« Adjacence industrielle ». Ce terme n’existe pas encore en langage économique. Mais il pourrait rapidement devenir une tendance lourde dans l’industrie française. Par adjacence industrielle, on désigne une nouvelle forme de coopération entre deux acteurs industriels de premier rang, a priori sans lien direct, dans laquelle l’un, en sous-charge, ouvre son outil de production à un autre, en situation de surchauffe. Cette idée part d’un constat pragmatique : l’industrie connaît des révolutions de plus en plus rapides et brutales, mais faire évoluer son appareil de production reste un processus long. Percutée par les avancées technologiques ou les changements rapides du marché, une ligne de fabrication peut rapidement se retrouver sous utilisée tandis qu’une autre est soudain soumise à une montée en charge accélérée pour répondre à l’envolée de la demande.
Pourquoi l’adjacence industrielle est-elle une opportunité pour l’industrie française ?

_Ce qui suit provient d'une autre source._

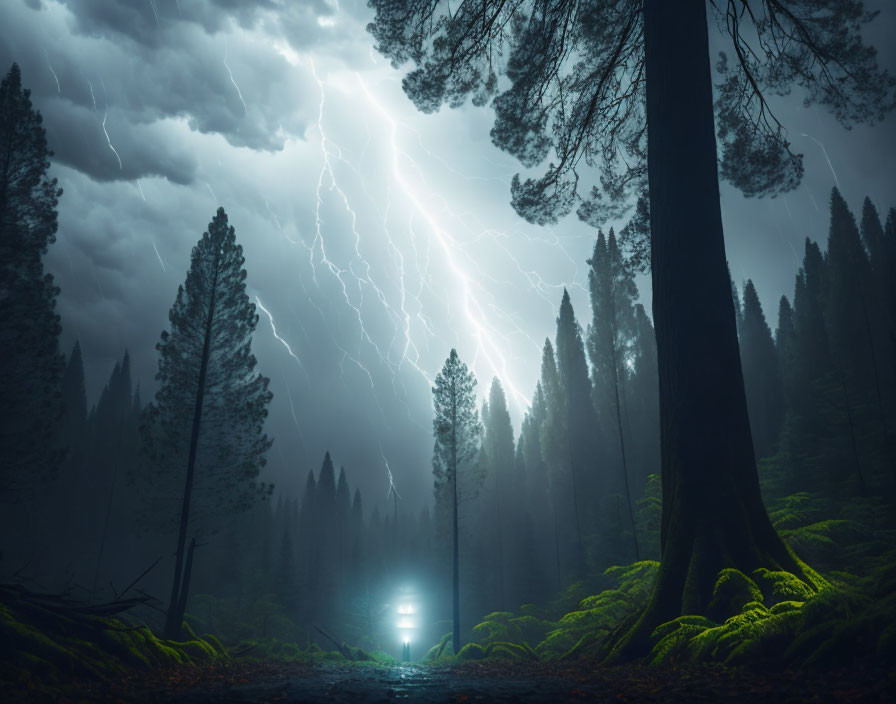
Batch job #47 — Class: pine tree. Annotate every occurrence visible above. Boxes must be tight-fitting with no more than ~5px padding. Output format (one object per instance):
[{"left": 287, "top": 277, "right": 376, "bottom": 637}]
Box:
[
  {"left": 740, "top": 279, "right": 783, "bottom": 457},
  {"left": 826, "top": 188, "right": 879, "bottom": 395},
  {"left": 0, "top": 64, "right": 65, "bottom": 497},
  {"left": 368, "top": 0, "right": 896, "bottom": 657},
  {"left": 144, "top": 208, "right": 272, "bottom": 638},
  {"left": 629, "top": 303, "right": 660, "bottom": 504},
  {"left": 482, "top": 377, "right": 520, "bottom": 611},
  {"left": 588, "top": 229, "right": 641, "bottom": 560},
  {"left": 533, "top": 339, "right": 579, "bottom": 589},
  {"left": 62, "top": 341, "right": 87, "bottom": 451},
  {"left": 432, "top": 350, "right": 482, "bottom": 653},
  {"left": 557, "top": 289, "right": 597, "bottom": 577}
]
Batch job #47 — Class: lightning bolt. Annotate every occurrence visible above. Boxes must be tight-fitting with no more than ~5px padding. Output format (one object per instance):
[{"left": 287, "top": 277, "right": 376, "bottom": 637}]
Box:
[
  {"left": 800, "top": 132, "right": 840, "bottom": 188},
  {"left": 356, "top": 74, "right": 529, "bottom": 408},
  {"left": 103, "top": 108, "right": 124, "bottom": 171},
  {"left": 87, "top": 78, "right": 96, "bottom": 112},
  {"left": 44, "top": 49, "right": 62, "bottom": 95},
  {"left": 152, "top": 241, "right": 168, "bottom": 274},
  {"left": 224, "top": 44, "right": 249, "bottom": 115},
  {"left": 255, "top": 296, "right": 305, "bottom": 374},
  {"left": 377, "top": 442, "right": 401, "bottom": 499}
]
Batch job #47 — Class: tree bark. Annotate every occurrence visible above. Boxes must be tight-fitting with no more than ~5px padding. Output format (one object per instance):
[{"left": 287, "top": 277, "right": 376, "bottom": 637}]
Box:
[
  {"left": 165, "top": 262, "right": 220, "bottom": 640},
  {"left": 451, "top": 391, "right": 462, "bottom": 655},
  {"left": 611, "top": 0, "right": 821, "bottom": 659}
]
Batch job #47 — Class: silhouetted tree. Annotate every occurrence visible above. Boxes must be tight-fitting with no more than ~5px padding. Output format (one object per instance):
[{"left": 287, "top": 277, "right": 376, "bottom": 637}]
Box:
[
  {"left": 144, "top": 208, "right": 272, "bottom": 638},
  {"left": 368, "top": 0, "right": 894, "bottom": 653},
  {"left": 556, "top": 289, "right": 597, "bottom": 577},
  {"left": 587, "top": 229, "right": 641, "bottom": 560},
  {"left": 0, "top": 64, "right": 65, "bottom": 497},
  {"left": 480, "top": 378, "right": 522, "bottom": 611},
  {"left": 740, "top": 279, "right": 783, "bottom": 457},
  {"left": 432, "top": 350, "right": 482, "bottom": 653}
]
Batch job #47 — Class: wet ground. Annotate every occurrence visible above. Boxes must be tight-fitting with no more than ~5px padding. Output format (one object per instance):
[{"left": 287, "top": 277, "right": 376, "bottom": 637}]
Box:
[
  {"left": 94, "top": 662, "right": 896, "bottom": 704},
  {"left": 167, "top": 665, "right": 612, "bottom": 704}
]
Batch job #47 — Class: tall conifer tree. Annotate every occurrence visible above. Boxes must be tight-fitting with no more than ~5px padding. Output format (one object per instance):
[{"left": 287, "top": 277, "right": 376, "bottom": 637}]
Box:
[
  {"left": 740, "top": 279, "right": 783, "bottom": 457},
  {"left": 144, "top": 208, "right": 272, "bottom": 638},
  {"left": 0, "top": 64, "right": 65, "bottom": 498},
  {"left": 432, "top": 350, "right": 482, "bottom": 653}
]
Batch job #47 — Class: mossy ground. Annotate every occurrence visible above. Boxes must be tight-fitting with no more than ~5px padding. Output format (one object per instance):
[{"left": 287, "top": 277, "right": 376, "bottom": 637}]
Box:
[
  {"left": 0, "top": 590, "right": 229, "bottom": 694},
  {"left": 440, "top": 493, "right": 896, "bottom": 669}
]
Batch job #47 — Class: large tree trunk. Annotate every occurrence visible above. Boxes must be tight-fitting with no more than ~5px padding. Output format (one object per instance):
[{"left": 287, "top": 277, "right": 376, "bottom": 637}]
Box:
[
  {"left": 451, "top": 418, "right": 462, "bottom": 655},
  {"left": 615, "top": 0, "right": 818, "bottom": 656},
  {"left": 165, "top": 262, "right": 220, "bottom": 640}
]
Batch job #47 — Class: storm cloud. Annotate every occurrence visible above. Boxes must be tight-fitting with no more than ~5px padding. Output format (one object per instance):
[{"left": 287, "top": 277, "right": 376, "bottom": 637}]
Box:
[{"left": 0, "top": 0, "right": 896, "bottom": 506}]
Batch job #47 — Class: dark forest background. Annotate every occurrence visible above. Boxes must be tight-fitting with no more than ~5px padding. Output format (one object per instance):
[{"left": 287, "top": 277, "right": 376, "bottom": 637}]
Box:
[{"left": 0, "top": 52, "right": 896, "bottom": 655}]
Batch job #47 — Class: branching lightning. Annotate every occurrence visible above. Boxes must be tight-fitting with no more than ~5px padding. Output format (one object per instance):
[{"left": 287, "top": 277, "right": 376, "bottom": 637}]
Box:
[
  {"left": 152, "top": 241, "right": 168, "bottom": 274},
  {"left": 44, "top": 49, "right": 62, "bottom": 95},
  {"left": 379, "top": 443, "right": 401, "bottom": 500},
  {"left": 357, "top": 75, "right": 529, "bottom": 408},
  {"left": 224, "top": 45, "right": 249, "bottom": 115},
  {"left": 800, "top": 132, "right": 840, "bottom": 188},
  {"left": 103, "top": 108, "right": 124, "bottom": 171},
  {"left": 255, "top": 296, "right": 305, "bottom": 371}
]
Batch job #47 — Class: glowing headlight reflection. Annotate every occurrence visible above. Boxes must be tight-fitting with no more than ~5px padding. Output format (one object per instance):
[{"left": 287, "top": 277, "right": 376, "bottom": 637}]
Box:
[{"left": 395, "top": 588, "right": 420, "bottom": 661}]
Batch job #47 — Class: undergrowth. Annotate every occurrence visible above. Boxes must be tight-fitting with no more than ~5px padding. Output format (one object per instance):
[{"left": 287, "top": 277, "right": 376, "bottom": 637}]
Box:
[{"left": 444, "top": 493, "right": 896, "bottom": 668}]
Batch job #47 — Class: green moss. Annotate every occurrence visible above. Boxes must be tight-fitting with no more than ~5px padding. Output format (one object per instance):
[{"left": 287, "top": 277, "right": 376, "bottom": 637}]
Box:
[
  {"left": 457, "top": 643, "right": 485, "bottom": 660},
  {"left": 485, "top": 643, "right": 537, "bottom": 660},
  {"left": 707, "top": 568, "right": 762, "bottom": 621},
  {"left": 752, "top": 567, "right": 815, "bottom": 606}
]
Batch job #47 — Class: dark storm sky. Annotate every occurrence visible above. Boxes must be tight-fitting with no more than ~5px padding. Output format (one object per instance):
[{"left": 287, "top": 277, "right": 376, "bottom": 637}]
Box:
[{"left": 0, "top": 0, "right": 896, "bottom": 508}]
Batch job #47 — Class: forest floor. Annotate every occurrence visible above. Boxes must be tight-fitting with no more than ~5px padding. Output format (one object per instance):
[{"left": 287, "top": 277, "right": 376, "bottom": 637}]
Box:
[{"left": 57, "top": 660, "right": 896, "bottom": 704}]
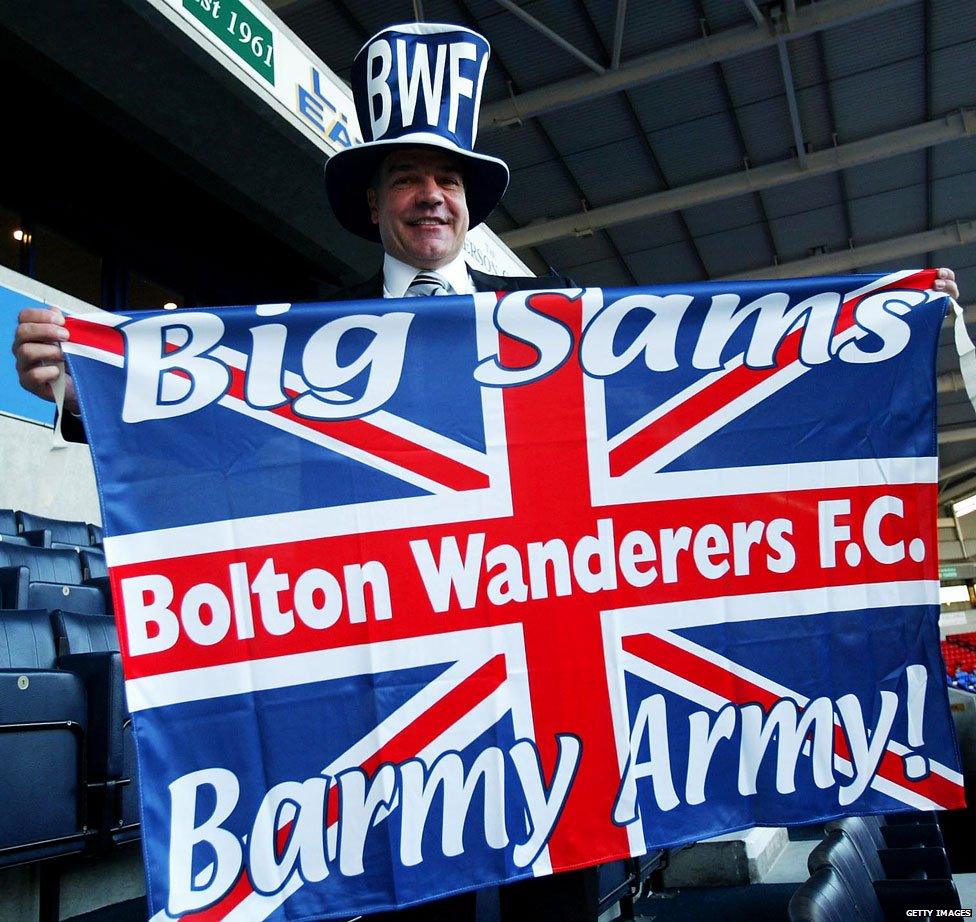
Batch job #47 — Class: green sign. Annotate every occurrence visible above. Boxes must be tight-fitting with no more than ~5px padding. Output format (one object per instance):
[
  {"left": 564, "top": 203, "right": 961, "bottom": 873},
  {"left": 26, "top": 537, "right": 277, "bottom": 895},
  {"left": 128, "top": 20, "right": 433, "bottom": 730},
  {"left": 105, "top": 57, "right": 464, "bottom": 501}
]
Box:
[{"left": 183, "top": 0, "right": 274, "bottom": 86}]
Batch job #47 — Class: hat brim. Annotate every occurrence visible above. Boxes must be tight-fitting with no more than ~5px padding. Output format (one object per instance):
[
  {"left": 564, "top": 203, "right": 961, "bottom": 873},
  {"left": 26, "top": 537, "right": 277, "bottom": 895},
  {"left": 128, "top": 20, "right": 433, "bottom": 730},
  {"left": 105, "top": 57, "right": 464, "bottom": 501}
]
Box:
[{"left": 325, "top": 134, "right": 508, "bottom": 241}]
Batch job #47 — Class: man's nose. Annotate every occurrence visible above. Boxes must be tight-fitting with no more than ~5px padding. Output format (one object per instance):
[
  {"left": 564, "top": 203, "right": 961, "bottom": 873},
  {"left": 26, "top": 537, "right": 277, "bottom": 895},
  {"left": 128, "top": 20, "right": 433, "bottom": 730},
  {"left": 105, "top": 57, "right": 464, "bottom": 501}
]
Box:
[{"left": 420, "top": 176, "right": 444, "bottom": 205}]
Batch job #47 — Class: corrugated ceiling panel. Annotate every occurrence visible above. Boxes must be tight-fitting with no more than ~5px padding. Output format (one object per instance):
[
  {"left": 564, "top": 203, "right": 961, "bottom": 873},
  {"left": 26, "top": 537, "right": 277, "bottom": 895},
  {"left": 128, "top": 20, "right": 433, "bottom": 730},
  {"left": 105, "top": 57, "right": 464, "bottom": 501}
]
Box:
[
  {"left": 722, "top": 48, "right": 783, "bottom": 106},
  {"left": 626, "top": 243, "right": 704, "bottom": 285},
  {"left": 281, "top": 0, "right": 367, "bottom": 78},
  {"left": 607, "top": 214, "right": 687, "bottom": 253},
  {"left": 932, "top": 173, "right": 976, "bottom": 221},
  {"left": 770, "top": 204, "right": 847, "bottom": 261},
  {"left": 577, "top": 0, "right": 700, "bottom": 63},
  {"left": 696, "top": 224, "right": 773, "bottom": 278},
  {"left": 561, "top": 252, "right": 632, "bottom": 288},
  {"left": 736, "top": 96, "right": 795, "bottom": 166},
  {"left": 823, "top": 3, "right": 925, "bottom": 80},
  {"left": 650, "top": 112, "right": 742, "bottom": 187},
  {"left": 476, "top": 121, "right": 555, "bottom": 172},
  {"left": 537, "top": 234, "right": 615, "bottom": 272},
  {"left": 540, "top": 94, "right": 634, "bottom": 155},
  {"left": 682, "top": 195, "right": 762, "bottom": 238},
  {"left": 851, "top": 185, "right": 926, "bottom": 244},
  {"left": 831, "top": 57, "right": 925, "bottom": 142},
  {"left": 932, "top": 138, "right": 976, "bottom": 178},
  {"left": 930, "top": 0, "right": 976, "bottom": 48},
  {"left": 701, "top": 0, "right": 762, "bottom": 32},
  {"left": 650, "top": 112, "right": 743, "bottom": 187},
  {"left": 479, "top": 6, "right": 603, "bottom": 89},
  {"left": 566, "top": 138, "right": 660, "bottom": 208},
  {"left": 929, "top": 42, "right": 976, "bottom": 115},
  {"left": 844, "top": 151, "right": 925, "bottom": 199},
  {"left": 775, "top": 33, "right": 826, "bottom": 89},
  {"left": 760, "top": 173, "right": 841, "bottom": 218},
  {"left": 504, "top": 163, "right": 580, "bottom": 225},
  {"left": 630, "top": 67, "right": 726, "bottom": 131},
  {"left": 796, "top": 84, "right": 834, "bottom": 150}
]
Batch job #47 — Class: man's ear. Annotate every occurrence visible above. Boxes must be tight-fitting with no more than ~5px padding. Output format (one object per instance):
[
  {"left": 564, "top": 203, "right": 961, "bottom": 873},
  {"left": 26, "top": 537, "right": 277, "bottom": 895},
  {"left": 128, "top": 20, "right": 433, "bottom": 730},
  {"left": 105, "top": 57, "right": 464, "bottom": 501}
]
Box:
[{"left": 366, "top": 187, "right": 380, "bottom": 224}]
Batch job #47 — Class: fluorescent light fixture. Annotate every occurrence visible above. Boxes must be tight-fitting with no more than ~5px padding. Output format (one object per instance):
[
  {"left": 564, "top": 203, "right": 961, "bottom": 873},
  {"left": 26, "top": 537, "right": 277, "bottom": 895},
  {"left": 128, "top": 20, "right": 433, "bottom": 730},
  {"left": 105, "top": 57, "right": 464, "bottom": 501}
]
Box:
[
  {"left": 939, "top": 586, "right": 969, "bottom": 605},
  {"left": 952, "top": 493, "right": 976, "bottom": 519}
]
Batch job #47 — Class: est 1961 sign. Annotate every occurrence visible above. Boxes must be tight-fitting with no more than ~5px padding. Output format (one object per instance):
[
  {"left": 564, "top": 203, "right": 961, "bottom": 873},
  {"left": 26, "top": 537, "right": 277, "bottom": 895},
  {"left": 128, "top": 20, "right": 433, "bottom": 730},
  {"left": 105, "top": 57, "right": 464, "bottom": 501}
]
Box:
[{"left": 183, "top": 0, "right": 274, "bottom": 86}]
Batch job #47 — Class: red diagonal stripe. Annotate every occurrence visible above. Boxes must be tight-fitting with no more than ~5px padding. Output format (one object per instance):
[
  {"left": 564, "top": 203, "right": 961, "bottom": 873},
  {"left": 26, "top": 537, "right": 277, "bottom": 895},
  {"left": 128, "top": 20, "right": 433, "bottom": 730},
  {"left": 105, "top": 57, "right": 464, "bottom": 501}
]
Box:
[
  {"left": 66, "top": 317, "right": 490, "bottom": 491},
  {"left": 610, "top": 269, "right": 936, "bottom": 477},
  {"left": 623, "top": 634, "right": 965, "bottom": 809}
]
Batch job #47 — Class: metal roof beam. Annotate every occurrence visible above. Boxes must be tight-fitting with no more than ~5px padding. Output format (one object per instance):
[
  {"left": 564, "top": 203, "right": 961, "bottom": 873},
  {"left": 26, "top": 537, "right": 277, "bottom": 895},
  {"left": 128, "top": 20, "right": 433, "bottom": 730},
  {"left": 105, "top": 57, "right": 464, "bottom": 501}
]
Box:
[
  {"left": 726, "top": 220, "right": 976, "bottom": 279},
  {"left": 776, "top": 42, "right": 807, "bottom": 170},
  {"left": 610, "top": 0, "right": 627, "bottom": 70},
  {"left": 501, "top": 109, "right": 976, "bottom": 249},
  {"left": 495, "top": 0, "right": 607, "bottom": 74},
  {"left": 480, "top": 0, "right": 915, "bottom": 131},
  {"left": 742, "top": 0, "right": 766, "bottom": 28},
  {"left": 939, "top": 426, "right": 976, "bottom": 445},
  {"left": 939, "top": 470, "right": 976, "bottom": 505}
]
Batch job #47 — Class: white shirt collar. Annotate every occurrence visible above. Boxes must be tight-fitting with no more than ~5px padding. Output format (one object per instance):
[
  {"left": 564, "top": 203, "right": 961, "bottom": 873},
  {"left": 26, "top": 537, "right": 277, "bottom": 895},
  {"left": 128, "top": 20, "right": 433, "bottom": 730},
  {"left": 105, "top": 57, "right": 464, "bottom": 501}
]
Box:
[{"left": 383, "top": 253, "right": 474, "bottom": 298}]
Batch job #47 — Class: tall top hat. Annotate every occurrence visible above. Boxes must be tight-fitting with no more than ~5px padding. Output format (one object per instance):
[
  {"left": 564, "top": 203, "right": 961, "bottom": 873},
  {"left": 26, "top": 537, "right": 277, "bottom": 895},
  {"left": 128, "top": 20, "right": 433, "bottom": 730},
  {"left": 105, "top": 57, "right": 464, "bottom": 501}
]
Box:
[{"left": 325, "top": 22, "right": 508, "bottom": 240}]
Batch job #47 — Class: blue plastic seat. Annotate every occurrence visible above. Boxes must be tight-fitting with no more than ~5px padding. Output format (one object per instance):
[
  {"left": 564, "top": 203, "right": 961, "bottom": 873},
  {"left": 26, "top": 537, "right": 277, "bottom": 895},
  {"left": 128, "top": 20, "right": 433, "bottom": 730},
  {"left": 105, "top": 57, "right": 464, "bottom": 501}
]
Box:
[
  {"left": 17, "top": 512, "right": 91, "bottom": 547},
  {"left": 0, "top": 610, "right": 89, "bottom": 866},
  {"left": 51, "top": 610, "right": 139, "bottom": 842},
  {"left": 0, "top": 543, "right": 111, "bottom": 614}
]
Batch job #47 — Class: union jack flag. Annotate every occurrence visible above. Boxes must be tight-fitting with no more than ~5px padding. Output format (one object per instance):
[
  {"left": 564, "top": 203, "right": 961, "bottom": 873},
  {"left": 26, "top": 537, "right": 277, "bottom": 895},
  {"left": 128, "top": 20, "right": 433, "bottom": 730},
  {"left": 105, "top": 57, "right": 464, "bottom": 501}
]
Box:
[{"left": 66, "top": 271, "right": 962, "bottom": 919}]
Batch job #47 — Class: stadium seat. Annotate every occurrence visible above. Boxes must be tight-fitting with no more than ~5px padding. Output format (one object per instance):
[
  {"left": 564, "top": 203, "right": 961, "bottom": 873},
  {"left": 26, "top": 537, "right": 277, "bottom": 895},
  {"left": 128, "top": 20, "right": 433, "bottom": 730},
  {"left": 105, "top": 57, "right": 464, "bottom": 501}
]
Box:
[
  {"left": 788, "top": 867, "right": 868, "bottom": 922},
  {"left": 51, "top": 610, "right": 139, "bottom": 842},
  {"left": 81, "top": 547, "right": 108, "bottom": 580},
  {"left": 597, "top": 861, "right": 638, "bottom": 919},
  {"left": 0, "top": 610, "right": 88, "bottom": 866},
  {"left": 0, "top": 509, "right": 20, "bottom": 536},
  {"left": 0, "top": 534, "right": 30, "bottom": 544},
  {"left": 807, "top": 829, "right": 960, "bottom": 919},
  {"left": 0, "top": 544, "right": 111, "bottom": 614},
  {"left": 17, "top": 512, "right": 91, "bottom": 547},
  {"left": 848, "top": 813, "right": 945, "bottom": 850},
  {"left": 827, "top": 816, "right": 952, "bottom": 880}
]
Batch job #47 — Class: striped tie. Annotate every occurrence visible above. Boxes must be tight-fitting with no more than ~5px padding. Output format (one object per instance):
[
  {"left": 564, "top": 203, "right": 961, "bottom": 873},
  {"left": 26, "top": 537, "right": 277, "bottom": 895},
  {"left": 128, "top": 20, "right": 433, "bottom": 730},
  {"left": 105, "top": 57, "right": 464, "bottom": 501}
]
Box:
[{"left": 403, "top": 271, "right": 451, "bottom": 298}]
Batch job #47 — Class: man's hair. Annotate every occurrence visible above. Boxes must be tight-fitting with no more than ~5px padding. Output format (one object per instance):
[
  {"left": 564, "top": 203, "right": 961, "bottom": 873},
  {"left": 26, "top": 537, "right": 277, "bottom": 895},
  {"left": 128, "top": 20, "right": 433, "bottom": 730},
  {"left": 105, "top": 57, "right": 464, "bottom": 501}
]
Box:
[{"left": 366, "top": 144, "right": 468, "bottom": 192}]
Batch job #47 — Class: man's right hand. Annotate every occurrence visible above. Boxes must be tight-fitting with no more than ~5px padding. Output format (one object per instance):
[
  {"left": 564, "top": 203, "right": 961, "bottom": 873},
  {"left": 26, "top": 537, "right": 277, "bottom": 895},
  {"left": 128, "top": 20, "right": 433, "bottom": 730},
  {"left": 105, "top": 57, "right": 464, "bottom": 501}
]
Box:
[{"left": 12, "top": 307, "right": 78, "bottom": 413}]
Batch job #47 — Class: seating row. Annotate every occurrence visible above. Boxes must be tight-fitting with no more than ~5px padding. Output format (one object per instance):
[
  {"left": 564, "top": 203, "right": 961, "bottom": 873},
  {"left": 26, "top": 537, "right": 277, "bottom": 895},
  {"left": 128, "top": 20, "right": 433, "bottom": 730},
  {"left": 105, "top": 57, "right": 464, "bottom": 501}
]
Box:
[
  {"left": 789, "top": 813, "right": 960, "bottom": 922},
  {"left": 0, "top": 543, "right": 112, "bottom": 614},
  {"left": 0, "top": 509, "right": 102, "bottom": 550},
  {"left": 0, "top": 609, "right": 139, "bottom": 867}
]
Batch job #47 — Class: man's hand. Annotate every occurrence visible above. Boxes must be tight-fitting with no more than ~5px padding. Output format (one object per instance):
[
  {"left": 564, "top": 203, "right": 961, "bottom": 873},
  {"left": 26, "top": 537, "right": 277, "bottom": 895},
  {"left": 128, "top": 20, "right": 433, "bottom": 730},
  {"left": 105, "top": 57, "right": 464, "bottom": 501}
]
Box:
[
  {"left": 935, "top": 269, "right": 959, "bottom": 301},
  {"left": 12, "top": 307, "right": 78, "bottom": 413}
]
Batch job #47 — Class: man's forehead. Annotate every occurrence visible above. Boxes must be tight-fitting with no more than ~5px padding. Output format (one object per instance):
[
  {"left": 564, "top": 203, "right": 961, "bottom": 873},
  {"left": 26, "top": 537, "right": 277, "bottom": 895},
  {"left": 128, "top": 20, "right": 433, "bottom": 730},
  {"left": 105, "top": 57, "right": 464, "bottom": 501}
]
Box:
[{"left": 382, "top": 147, "right": 463, "bottom": 173}]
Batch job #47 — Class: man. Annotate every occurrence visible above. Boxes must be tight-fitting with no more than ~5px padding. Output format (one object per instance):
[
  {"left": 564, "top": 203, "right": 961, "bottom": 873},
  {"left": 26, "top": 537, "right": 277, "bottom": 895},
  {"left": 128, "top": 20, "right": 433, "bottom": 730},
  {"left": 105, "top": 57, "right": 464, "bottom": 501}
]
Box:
[{"left": 7, "top": 14, "right": 959, "bottom": 922}]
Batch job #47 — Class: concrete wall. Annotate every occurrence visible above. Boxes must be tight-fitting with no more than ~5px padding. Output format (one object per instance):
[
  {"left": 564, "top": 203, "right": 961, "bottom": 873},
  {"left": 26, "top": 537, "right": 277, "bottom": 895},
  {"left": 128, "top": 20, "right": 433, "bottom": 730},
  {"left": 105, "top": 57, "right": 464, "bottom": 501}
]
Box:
[{"left": 0, "top": 416, "right": 102, "bottom": 525}]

Ce phénomène s’inscrit dans un contexte où la « désindustrialisation » ne signifie pas une érosion uniforme du tissu productif, mais plutôt un déséquilibre croissant. Nous constatons un creusement des écarts entre d’un côté des industriels majeurs en sous capacité – menacées de fermeture – et de l’autre des secteurs – notamment la défense mais aussi l’agroalimentaire et le nucléaire – où les besoins ne cessent d’augmenter. L’adjacence industrielle consiste donc à faire en sorte que les premiers puissent mettre leur outil de production au service des seconds. Une stratégie « gagnant-gagnant » pour les deux parties : à ceux qui sont en difficulté elle offre la possibilité d’amortir des infrastructures et maintenir l’emploi, les compétences. À ceux qui croulent sous les carnets de commande elle permet de bénéficier rapidement de moyens de production, de compétences externalisées et d’expertises éprouvées, tout en restant en France. Au passage, cela limite la construction de nouveaux sites industriels et le démantèlement de sites à l’abandon, ce qui favorise une logique circulaire et plus durable.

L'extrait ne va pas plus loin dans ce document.